The familiar silence of the room broken alarmingly, John and Mike rushed to their father’s side.
“Jesus, he’s burning up,” John said as he felt Larry’s forehead. The old man’s mouth snapped open and closed sharply, fighting for air. His lungs gurgled with phlegm.
“He’s … drowning,” Mike said with muted urgency. The involuntary contortions caused the old man’s eyes to open for scant seconds before slamming shut again. Katie couldn’t have known that parted eyelids—for even a moment—weren’t normal.
* * *
Gloria came within fifteen minutes. The Husteds stayed out of her way as she intensely but unhurriedly took Larry’s temperature and listened to his breathing. She had a log book that John wasn’t sure he had ever noticed before. It was filled with pages and pages of meticulous notes. She entered her new records and shook her head.
John discussed her diagnosis in halting but sufficient Spanish that would have impressed his family any other time. They saw John’s spirit sag.
“It’s an infection of some kind. She thinks he caught something,” he said. “His fever is nearly a hundred and three.”

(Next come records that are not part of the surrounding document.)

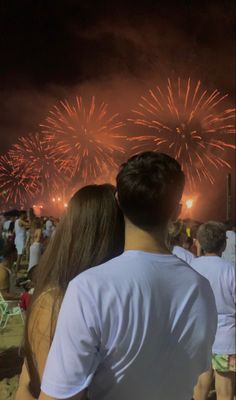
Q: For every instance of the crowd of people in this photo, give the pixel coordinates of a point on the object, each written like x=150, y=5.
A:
x=126, y=300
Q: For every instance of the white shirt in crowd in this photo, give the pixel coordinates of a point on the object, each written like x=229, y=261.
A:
x=6, y=225
x=140, y=326
x=184, y=254
x=230, y=252
x=20, y=237
x=221, y=275
x=49, y=228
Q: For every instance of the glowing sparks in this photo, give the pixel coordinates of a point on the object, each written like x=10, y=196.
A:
x=18, y=184
x=85, y=139
x=188, y=126
x=189, y=203
x=32, y=151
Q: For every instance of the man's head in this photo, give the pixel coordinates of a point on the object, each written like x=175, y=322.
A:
x=23, y=215
x=212, y=237
x=9, y=252
x=150, y=186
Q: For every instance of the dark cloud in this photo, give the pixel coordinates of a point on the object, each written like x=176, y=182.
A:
x=56, y=49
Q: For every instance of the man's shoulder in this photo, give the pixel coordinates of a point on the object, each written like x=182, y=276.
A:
x=100, y=272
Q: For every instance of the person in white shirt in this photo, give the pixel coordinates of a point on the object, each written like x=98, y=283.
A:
x=20, y=236
x=229, y=254
x=221, y=275
x=49, y=227
x=177, y=236
x=140, y=326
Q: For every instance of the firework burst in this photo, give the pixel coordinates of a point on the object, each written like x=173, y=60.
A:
x=85, y=138
x=34, y=152
x=18, y=184
x=188, y=126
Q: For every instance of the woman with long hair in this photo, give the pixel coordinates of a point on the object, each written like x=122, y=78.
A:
x=90, y=233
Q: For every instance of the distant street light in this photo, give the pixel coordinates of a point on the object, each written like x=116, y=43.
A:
x=189, y=203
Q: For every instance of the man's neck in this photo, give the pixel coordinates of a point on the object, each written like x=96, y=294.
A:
x=6, y=263
x=151, y=242
x=212, y=254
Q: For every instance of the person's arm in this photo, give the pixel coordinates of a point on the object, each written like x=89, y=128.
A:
x=24, y=223
x=39, y=336
x=37, y=235
x=5, y=286
x=9, y=296
x=22, y=391
x=74, y=355
x=79, y=396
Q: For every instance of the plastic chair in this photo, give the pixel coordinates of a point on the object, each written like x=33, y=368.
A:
x=8, y=309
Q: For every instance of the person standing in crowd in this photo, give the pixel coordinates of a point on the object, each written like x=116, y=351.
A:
x=140, y=326
x=229, y=254
x=90, y=232
x=221, y=275
x=9, y=256
x=177, y=237
x=35, y=246
x=49, y=227
x=21, y=225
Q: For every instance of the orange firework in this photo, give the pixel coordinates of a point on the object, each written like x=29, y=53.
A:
x=85, y=139
x=34, y=152
x=188, y=126
x=18, y=185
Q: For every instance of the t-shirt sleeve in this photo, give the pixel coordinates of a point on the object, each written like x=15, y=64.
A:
x=74, y=354
x=4, y=280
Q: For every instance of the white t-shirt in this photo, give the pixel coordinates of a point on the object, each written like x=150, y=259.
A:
x=140, y=326
x=230, y=252
x=184, y=254
x=221, y=275
x=6, y=225
x=20, y=232
x=49, y=228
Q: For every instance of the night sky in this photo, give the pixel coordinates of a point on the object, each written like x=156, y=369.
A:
x=52, y=50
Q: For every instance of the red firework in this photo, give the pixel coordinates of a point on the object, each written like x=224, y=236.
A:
x=34, y=152
x=85, y=139
x=18, y=185
x=188, y=126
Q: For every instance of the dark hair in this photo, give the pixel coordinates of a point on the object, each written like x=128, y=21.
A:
x=212, y=237
x=149, y=187
x=36, y=223
x=90, y=233
x=176, y=230
x=8, y=250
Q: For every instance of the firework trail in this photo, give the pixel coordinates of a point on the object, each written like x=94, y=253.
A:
x=18, y=185
x=188, y=126
x=85, y=139
x=34, y=152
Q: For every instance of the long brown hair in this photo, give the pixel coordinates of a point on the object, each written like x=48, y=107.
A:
x=90, y=233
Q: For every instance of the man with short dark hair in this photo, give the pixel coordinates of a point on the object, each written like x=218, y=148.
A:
x=140, y=326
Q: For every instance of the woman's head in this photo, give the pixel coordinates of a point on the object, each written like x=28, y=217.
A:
x=212, y=237
x=90, y=233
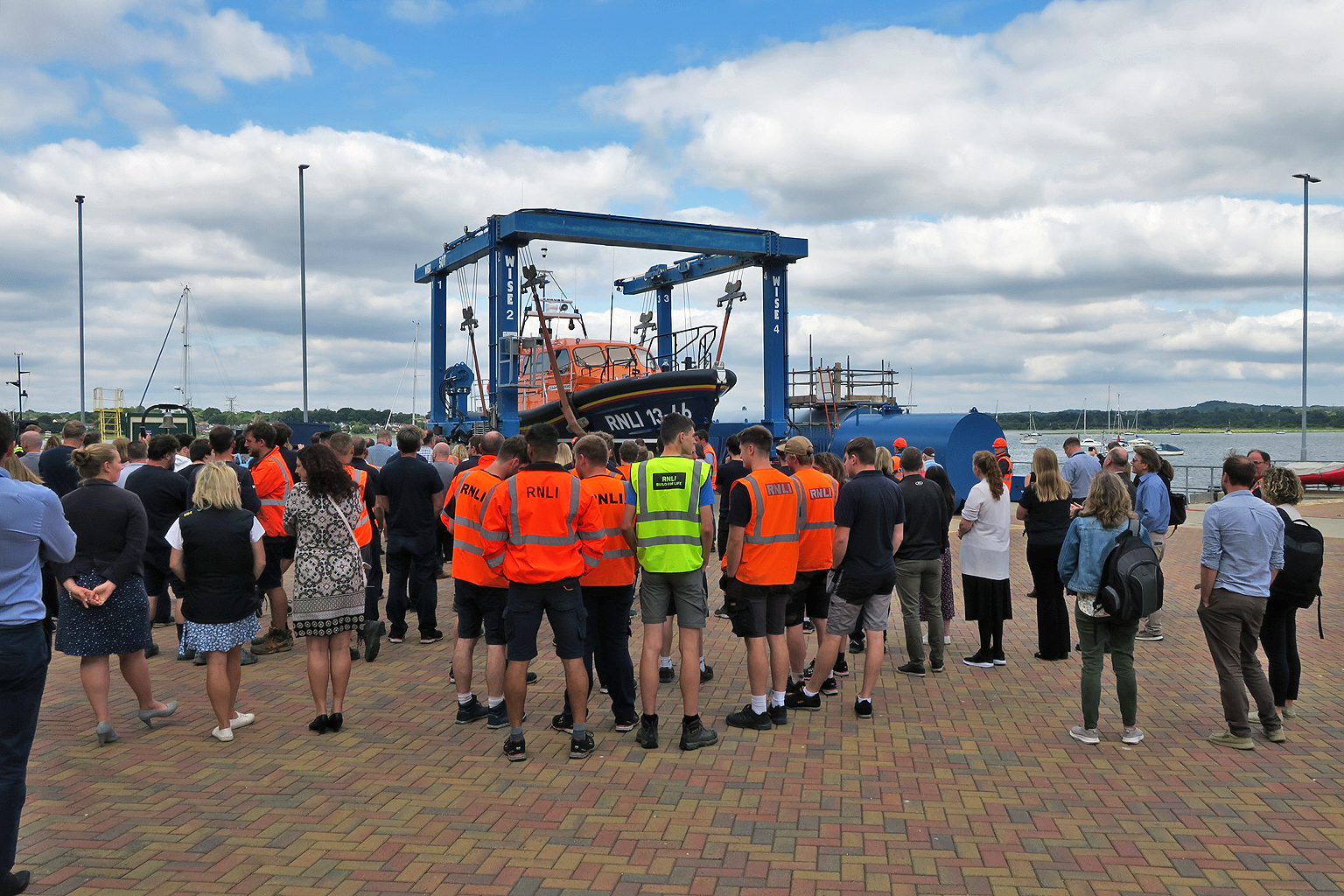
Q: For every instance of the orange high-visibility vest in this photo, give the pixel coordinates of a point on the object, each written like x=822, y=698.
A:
x=471, y=492
x=273, y=482
x=770, y=543
x=544, y=527
x=617, y=566
x=365, y=528
x=819, y=494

“Is this it?” Robin asked with stark sensitivity.
They all watched as Gloria injected something into Larry’s IV line.
“She said she could flood him with antibiotics, see if he can fight it off. I said go ahead, but…” he trailed off. “Yeah, I think we’re there.”
“What about your mother?” asked Robin, impulsively but certain it needed to be asked.
John and Mike looked to each other for an answer, then turned to their father’s bed. Gloria stood over him, gently brushing his matted hair with her fingers, holding his hand, and whispering something gentle in Spanish.